Podemos fazer do nosso ensino um ato de desobediência. 

  1. Ensinar a Revolta: Não a revolta cega, mas a indignação que nomeia. Ler Paulo Freire, Bell Hooks, Conceição Evaristo. Mostrar que a raiva deles é justa. Ensinar a história de baixo para cima, a dos quilombos, das lutas operárias. Fazer da aula um espaço para dizer: "Isso que você sente? É porque estão roubando sua vida. E você tem direito à raiva". 

  1. Ser Trincheira Afetiva: Quando falta tudo, sobra (ou deve sobrar) o acolhimento. Nosso colo, nosso ouvido, nosso olhar que não desiste. Um "bom dia" que vale um prato de comida para a alma. Proteger o brilho nos olhos como o bem mais precioso. Salvar a imaginação com contação de histórias, com música, com um desenho livre na lousa. A imaginação é o primeiro território a ser libertado. 

  1. Subverter os "Conteúdos": Ensinar matemática calculando o custo da cesta básica. Ensinar português lendo cartas de mães presas ou poesia marginal.
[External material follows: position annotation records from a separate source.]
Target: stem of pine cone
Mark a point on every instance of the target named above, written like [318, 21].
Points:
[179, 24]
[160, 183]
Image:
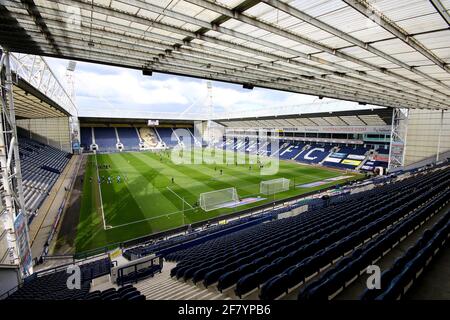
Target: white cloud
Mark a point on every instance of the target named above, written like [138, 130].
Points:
[120, 92]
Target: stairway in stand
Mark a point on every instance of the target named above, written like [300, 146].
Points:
[163, 287]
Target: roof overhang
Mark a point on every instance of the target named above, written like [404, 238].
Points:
[392, 54]
[30, 103]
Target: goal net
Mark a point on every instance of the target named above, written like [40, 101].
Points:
[218, 199]
[274, 186]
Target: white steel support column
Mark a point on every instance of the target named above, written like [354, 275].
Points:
[439, 137]
[399, 132]
[12, 193]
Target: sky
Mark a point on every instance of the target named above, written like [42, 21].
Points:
[109, 91]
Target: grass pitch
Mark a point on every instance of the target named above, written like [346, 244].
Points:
[146, 200]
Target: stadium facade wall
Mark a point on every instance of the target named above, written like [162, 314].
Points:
[51, 131]
[424, 129]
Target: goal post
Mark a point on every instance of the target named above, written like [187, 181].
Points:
[218, 199]
[274, 186]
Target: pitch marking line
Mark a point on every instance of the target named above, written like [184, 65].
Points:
[100, 192]
[179, 197]
[150, 218]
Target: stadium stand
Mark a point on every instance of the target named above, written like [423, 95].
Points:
[279, 255]
[166, 136]
[291, 150]
[106, 139]
[412, 263]
[315, 154]
[86, 137]
[149, 137]
[129, 138]
[41, 167]
[52, 284]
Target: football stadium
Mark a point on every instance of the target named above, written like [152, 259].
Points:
[230, 150]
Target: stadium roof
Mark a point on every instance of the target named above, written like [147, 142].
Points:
[387, 53]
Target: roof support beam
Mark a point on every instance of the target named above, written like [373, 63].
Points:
[347, 37]
[109, 12]
[437, 4]
[303, 40]
[40, 23]
[376, 83]
[145, 47]
[365, 9]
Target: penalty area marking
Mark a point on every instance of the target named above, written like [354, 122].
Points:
[100, 193]
[179, 197]
[147, 219]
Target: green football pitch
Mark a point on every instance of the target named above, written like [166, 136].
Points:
[147, 200]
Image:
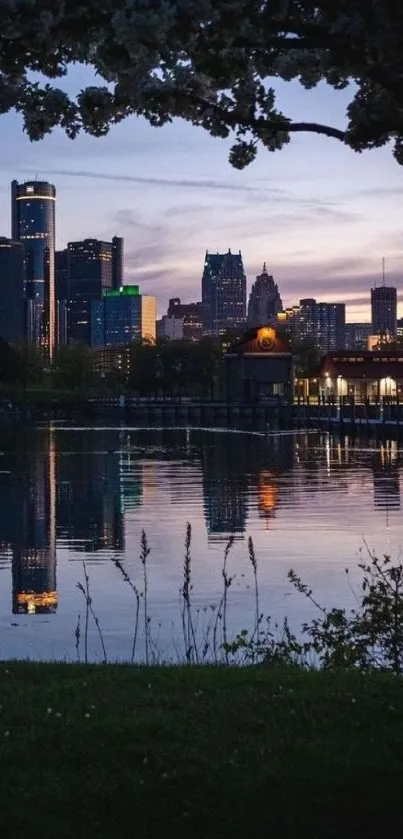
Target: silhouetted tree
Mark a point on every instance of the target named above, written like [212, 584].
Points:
[212, 62]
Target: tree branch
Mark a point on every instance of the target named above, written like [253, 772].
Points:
[317, 128]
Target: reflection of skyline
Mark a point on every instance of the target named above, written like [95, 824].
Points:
[385, 464]
[225, 488]
[28, 525]
[79, 486]
[89, 506]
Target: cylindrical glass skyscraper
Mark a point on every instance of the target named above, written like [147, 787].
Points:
[33, 223]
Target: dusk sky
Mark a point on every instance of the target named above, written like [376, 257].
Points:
[320, 216]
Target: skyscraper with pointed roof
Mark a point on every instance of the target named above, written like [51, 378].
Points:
[223, 292]
[264, 300]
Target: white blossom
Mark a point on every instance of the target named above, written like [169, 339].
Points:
[212, 62]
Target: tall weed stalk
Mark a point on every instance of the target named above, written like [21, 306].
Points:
[189, 634]
[144, 553]
[222, 608]
[89, 609]
[137, 597]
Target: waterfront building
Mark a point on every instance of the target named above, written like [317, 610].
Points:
[362, 375]
[259, 368]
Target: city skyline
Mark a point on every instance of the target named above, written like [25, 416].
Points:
[172, 194]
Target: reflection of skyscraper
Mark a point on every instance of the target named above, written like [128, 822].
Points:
[386, 477]
[225, 487]
[267, 494]
[33, 223]
[33, 536]
[89, 503]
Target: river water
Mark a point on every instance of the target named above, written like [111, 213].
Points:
[309, 501]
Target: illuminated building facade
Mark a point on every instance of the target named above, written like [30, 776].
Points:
[93, 267]
[259, 368]
[357, 336]
[122, 316]
[264, 301]
[321, 323]
[12, 290]
[362, 376]
[384, 310]
[223, 293]
[33, 223]
[191, 315]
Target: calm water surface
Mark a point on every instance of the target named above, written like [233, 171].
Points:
[74, 494]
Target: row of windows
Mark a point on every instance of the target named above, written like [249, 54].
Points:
[360, 359]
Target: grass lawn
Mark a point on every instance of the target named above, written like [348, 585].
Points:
[119, 751]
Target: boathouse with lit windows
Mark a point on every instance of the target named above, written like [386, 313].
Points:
[362, 376]
[259, 368]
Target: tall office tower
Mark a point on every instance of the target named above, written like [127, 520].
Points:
[357, 335]
[191, 315]
[61, 275]
[33, 223]
[122, 316]
[12, 290]
[90, 273]
[117, 262]
[331, 326]
[223, 292]
[384, 310]
[323, 323]
[264, 300]
[62, 296]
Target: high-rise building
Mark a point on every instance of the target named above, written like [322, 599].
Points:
[321, 323]
[170, 327]
[12, 290]
[357, 335]
[331, 324]
[61, 275]
[191, 315]
[117, 262]
[33, 223]
[223, 292]
[264, 301]
[93, 267]
[384, 310]
[122, 316]
[62, 296]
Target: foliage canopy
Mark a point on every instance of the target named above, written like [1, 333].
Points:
[214, 63]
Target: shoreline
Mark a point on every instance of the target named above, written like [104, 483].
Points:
[208, 752]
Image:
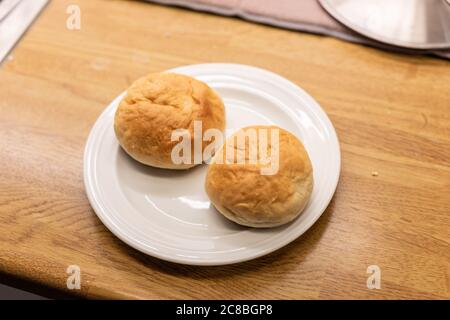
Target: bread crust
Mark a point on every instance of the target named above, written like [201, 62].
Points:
[242, 194]
[158, 104]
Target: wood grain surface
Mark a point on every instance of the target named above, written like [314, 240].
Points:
[391, 113]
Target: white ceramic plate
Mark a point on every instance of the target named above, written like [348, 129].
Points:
[167, 214]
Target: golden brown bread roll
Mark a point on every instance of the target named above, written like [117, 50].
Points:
[158, 104]
[243, 193]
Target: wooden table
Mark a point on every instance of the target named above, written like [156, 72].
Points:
[391, 113]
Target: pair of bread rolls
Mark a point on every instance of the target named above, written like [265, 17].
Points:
[245, 187]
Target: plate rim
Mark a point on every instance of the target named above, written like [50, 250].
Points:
[134, 243]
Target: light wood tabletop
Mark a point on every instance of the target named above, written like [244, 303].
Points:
[391, 113]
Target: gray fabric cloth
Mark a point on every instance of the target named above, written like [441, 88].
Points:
[301, 15]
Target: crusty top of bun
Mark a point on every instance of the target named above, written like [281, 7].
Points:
[158, 104]
[241, 193]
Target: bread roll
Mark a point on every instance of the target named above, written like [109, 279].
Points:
[243, 193]
[158, 104]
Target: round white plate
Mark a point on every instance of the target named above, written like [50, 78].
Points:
[167, 214]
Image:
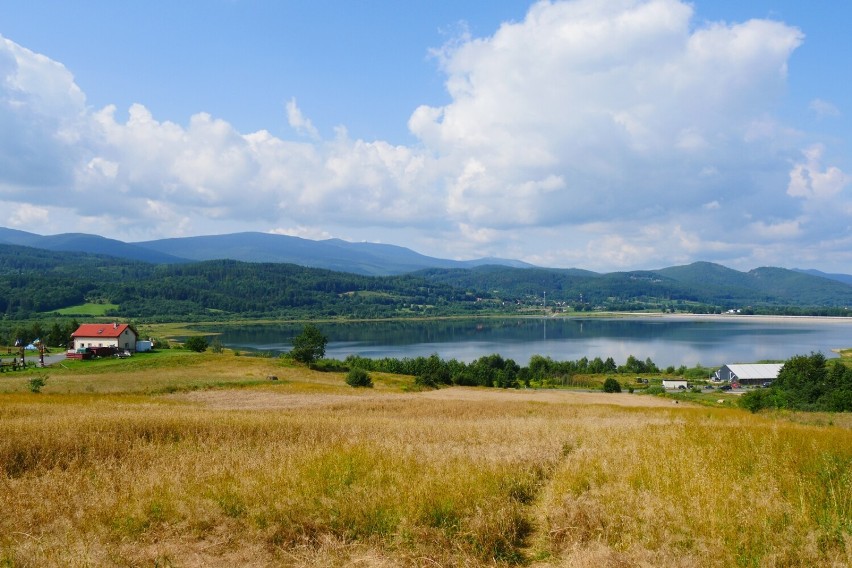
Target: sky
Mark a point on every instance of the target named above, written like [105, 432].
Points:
[598, 134]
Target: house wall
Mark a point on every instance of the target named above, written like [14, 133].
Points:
[127, 340]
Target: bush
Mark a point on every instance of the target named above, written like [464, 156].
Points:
[36, 383]
[309, 345]
[196, 343]
[358, 377]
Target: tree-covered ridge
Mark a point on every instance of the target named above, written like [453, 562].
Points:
[35, 281]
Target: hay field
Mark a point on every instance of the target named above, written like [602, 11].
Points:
[201, 461]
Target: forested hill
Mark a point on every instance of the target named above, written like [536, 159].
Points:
[35, 281]
[701, 283]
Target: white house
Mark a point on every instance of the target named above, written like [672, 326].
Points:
[750, 374]
[118, 335]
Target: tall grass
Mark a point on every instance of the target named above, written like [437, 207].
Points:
[91, 479]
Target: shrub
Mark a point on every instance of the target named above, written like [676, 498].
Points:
[36, 383]
[309, 345]
[358, 377]
[196, 343]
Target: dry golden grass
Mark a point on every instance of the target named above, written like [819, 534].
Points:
[305, 471]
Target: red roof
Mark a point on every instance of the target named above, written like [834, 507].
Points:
[100, 330]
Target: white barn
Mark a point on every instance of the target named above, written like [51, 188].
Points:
[749, 374]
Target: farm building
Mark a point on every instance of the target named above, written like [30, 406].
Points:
[754, 374]
[675, 383]
[93, 335]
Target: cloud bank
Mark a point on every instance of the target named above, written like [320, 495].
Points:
[604, 135]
Ensinar geografia mapeando os territórios do tráfico e da especulação imobiliária na comunidade. Fazer da ciência uma ferramenta para entender a poluição do rio local. Tornar o conhecimento uma arma de análise do mundo real. 

  1. Cultivar a Beleza e o Sonho: Contra o terror que destrói, plantar insistentemente o belo. Uma flor no vaso de garrafa PET, um mural coletivo, um sarau, um teatro sobre seus medos e suas esperanças. Reafirmar, a cada gesto, que a felicidade, o sorriso e o sonho são direitos inegociáveis, e não privilégios. 

  1. Organizar a Resistência: Sozinhos, somos vencidos pelo cansaço. Juntos, somos uma assembleia. Fortalecer os laços com a comunidade, com as mães em luta. Denunciar, coletivamente, a falta de tudo. Transformar a escola em um núcleo de pressão popular. Lutar por uma Associação de Pais e Mestres que seja braço, e não cabresto. 

Salvar uma criança diante desse terror não é dar-lhe apenas as letras. É dar-lhe uma lanterna para que ela mesma enxergue os contornos da jaula. É dar-lhe a voz para que nomeie seus carcereiros. É dar-lhe a certeza de que sua vida importa, que sua dor não é natural, e que sua alegria de aprender é um ato revolucionário. 

Nossa luta, dentro da sala, é pela sobrevivência da humanidade deles. E nossa. É ensinar, no fim das contas, que mesmo cercados pelo desmonte, ainda podemos — e devemos — sonhar com o dia em que a escola pública não será a última trincheira, mas a primeira pá de uma nova cidade, construída pelas mãos daqueles que aprenderam, na dor e na alegria, a ser livres.